The PLA is responsible for defending the city and has a garrison in central Hong Kong. Some feared the army would be heavy-handed when it arrived in 1997, given the crackdown on student protesters in Beijing’s Tiananmen Square in 1989. Instead it has maintained a very low profile and is barred from interfering in local affairs.
Collectors said the stamps, which cost HK$10 ($1.28) each and are on sale for three months, were more nationalistic than previous commemorations as they gathered to buy them at Hong Kong’s General Post Office.

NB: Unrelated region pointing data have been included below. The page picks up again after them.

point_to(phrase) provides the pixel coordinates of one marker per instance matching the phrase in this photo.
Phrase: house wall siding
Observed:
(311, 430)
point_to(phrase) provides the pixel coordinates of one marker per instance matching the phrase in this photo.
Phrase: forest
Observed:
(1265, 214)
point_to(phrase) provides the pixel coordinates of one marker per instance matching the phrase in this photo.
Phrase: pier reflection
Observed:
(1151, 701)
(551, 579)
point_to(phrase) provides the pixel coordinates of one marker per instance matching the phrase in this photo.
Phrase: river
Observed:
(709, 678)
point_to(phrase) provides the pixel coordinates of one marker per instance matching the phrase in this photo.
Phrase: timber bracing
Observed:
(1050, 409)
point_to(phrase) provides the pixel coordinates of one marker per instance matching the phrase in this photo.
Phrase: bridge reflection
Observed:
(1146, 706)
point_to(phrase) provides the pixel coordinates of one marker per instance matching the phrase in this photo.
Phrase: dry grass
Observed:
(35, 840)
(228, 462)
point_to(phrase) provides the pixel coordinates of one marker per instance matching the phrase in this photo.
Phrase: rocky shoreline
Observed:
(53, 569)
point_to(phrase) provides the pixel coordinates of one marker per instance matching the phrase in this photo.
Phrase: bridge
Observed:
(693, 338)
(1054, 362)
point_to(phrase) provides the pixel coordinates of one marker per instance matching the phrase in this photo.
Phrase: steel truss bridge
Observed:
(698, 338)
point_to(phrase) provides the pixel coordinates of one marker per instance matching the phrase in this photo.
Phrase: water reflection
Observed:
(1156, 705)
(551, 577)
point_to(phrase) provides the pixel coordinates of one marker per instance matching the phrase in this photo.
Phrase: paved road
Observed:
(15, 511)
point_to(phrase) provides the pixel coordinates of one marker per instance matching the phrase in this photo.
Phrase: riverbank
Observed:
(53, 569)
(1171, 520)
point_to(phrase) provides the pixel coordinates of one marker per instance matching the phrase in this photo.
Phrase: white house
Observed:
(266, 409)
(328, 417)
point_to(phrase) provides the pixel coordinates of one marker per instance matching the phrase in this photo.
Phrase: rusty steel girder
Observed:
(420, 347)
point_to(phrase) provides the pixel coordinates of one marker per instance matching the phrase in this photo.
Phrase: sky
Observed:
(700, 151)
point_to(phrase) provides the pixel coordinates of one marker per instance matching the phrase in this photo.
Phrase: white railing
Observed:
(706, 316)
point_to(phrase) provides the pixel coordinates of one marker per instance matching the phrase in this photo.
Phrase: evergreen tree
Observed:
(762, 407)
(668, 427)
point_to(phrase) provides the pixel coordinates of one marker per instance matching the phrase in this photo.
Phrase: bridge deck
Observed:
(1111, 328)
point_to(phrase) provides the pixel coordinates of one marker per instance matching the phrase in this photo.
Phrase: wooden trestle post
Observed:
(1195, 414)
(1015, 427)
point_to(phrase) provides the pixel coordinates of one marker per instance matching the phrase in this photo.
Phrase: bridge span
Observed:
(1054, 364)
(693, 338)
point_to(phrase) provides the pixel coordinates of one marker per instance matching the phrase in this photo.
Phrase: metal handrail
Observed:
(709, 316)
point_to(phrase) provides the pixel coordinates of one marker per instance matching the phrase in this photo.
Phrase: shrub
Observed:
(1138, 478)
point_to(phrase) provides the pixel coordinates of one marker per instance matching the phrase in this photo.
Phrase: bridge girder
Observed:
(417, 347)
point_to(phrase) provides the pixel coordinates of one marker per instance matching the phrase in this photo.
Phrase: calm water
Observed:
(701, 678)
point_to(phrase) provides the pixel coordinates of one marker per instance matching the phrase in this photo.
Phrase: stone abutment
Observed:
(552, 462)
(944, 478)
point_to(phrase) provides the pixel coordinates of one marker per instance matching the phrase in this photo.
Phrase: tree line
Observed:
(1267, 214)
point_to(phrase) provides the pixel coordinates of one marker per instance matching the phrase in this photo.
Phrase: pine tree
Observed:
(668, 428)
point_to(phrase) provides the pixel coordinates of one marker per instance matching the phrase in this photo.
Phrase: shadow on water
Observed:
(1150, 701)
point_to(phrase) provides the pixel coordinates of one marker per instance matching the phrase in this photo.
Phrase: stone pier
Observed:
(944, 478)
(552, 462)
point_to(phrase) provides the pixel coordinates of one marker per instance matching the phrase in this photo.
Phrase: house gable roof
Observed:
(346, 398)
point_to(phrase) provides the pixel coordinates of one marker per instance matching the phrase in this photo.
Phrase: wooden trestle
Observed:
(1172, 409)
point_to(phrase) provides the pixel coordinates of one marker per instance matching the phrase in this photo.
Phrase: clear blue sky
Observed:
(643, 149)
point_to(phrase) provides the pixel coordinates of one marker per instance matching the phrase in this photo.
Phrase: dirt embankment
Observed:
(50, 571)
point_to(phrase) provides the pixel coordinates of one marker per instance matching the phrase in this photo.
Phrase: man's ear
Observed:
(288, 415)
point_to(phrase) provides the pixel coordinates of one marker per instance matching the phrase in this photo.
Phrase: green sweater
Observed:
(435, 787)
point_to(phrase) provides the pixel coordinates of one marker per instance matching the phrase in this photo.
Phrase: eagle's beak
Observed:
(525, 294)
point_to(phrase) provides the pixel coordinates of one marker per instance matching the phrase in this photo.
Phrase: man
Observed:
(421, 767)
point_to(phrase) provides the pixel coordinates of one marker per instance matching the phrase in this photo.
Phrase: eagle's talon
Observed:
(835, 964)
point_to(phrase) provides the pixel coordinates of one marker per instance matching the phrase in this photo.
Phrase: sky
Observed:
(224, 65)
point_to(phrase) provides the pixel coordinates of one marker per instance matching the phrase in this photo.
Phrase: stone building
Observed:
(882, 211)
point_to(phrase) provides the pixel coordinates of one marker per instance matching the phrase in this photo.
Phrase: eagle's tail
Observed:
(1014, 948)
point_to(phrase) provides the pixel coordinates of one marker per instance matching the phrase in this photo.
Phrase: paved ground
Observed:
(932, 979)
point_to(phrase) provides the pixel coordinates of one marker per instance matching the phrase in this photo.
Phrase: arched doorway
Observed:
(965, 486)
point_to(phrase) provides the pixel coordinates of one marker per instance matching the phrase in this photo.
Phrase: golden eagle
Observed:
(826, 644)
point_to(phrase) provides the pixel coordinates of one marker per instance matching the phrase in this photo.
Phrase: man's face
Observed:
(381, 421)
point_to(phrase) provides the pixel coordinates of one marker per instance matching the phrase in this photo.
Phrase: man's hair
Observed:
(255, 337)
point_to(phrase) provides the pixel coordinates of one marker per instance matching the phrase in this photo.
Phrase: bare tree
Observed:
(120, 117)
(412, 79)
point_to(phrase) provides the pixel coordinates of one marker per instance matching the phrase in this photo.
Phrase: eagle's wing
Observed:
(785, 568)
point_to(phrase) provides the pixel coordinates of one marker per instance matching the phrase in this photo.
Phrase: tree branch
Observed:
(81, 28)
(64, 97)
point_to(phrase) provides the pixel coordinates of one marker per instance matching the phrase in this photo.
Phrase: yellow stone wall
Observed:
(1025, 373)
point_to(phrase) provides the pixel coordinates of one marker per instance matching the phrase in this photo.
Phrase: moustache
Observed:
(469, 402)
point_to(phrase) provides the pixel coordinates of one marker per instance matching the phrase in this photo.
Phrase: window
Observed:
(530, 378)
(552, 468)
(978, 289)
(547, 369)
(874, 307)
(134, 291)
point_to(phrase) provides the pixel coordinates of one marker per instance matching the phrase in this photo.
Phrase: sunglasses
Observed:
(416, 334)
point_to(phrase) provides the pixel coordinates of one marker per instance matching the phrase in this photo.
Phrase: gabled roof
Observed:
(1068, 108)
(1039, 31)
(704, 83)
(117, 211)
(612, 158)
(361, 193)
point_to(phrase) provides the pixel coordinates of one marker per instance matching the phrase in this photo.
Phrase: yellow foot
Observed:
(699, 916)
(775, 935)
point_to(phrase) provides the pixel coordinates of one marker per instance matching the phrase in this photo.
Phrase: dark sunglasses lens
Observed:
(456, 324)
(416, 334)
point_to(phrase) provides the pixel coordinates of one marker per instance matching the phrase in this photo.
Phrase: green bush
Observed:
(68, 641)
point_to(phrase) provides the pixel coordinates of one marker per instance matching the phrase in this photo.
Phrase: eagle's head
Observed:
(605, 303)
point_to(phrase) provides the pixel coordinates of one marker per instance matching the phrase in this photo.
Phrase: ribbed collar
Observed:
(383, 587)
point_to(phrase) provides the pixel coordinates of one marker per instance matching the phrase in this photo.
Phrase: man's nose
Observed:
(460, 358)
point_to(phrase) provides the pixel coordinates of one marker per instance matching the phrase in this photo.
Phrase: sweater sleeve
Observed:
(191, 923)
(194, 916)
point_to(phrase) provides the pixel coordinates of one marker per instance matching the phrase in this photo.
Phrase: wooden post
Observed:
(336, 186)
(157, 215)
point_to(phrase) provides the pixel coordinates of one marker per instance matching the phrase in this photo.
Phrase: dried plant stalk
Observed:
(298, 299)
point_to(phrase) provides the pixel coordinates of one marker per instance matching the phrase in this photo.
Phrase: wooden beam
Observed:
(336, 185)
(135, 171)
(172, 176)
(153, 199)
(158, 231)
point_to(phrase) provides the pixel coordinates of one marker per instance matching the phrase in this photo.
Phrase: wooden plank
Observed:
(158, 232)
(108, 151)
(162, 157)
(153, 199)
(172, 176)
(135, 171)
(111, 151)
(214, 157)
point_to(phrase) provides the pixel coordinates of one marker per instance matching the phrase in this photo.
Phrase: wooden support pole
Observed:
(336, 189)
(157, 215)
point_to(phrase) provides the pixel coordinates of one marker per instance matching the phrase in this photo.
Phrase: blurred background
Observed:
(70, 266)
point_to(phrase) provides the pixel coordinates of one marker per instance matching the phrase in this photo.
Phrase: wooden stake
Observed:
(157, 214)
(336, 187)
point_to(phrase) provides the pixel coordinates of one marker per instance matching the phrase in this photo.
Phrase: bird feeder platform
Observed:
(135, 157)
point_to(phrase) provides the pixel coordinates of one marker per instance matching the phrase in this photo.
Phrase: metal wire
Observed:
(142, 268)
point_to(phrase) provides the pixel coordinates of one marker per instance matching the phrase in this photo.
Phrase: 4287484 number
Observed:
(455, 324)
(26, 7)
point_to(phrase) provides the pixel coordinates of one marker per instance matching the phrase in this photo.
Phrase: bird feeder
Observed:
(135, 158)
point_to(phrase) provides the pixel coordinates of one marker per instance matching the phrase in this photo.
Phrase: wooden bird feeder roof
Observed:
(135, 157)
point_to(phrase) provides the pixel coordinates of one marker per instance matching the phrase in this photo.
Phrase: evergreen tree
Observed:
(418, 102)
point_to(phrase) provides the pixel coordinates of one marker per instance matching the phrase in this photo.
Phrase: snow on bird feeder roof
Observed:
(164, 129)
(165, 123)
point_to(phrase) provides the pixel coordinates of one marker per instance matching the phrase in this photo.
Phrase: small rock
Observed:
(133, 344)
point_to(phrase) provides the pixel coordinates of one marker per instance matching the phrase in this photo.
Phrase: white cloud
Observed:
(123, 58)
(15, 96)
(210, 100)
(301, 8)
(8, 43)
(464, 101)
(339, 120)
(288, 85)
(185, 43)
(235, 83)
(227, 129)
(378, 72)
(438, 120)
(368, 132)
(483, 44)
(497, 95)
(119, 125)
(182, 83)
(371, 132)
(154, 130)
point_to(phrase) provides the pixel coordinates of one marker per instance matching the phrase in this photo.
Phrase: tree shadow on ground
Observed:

“This stamp is very relevant and has a heavy military and Chinese flavour to it,” explained collector Lok Ka-chung, 70, who said he would exchange them with fellow philatelists in mainland China.
“They’ve been stationed here for 20 years, they should be on the stamp,” added collector Tommy Ying, a 40-year-old engineer.
Enthusiasts had queued earlier in June to buy PLA-themed envelopes, which have already sold out.
“The PLA’s Hong Kong Garrison has a very important sense of mission for Hong Kong, stabilising its economy and law and order,” said Joe Kwan, 58, a retired civil servant, when he lined up for the envelopes.
Kwan said he would send them to friends in China and overseas.
Many of the collectors Tuesday had created special envelopes or backgrounds on which they stuck the new designs and received a custom-made date stamp.
Before Hong Kong was handed back to China, there was also a rush on stamps featuring the profile of Queen Elizabeth II.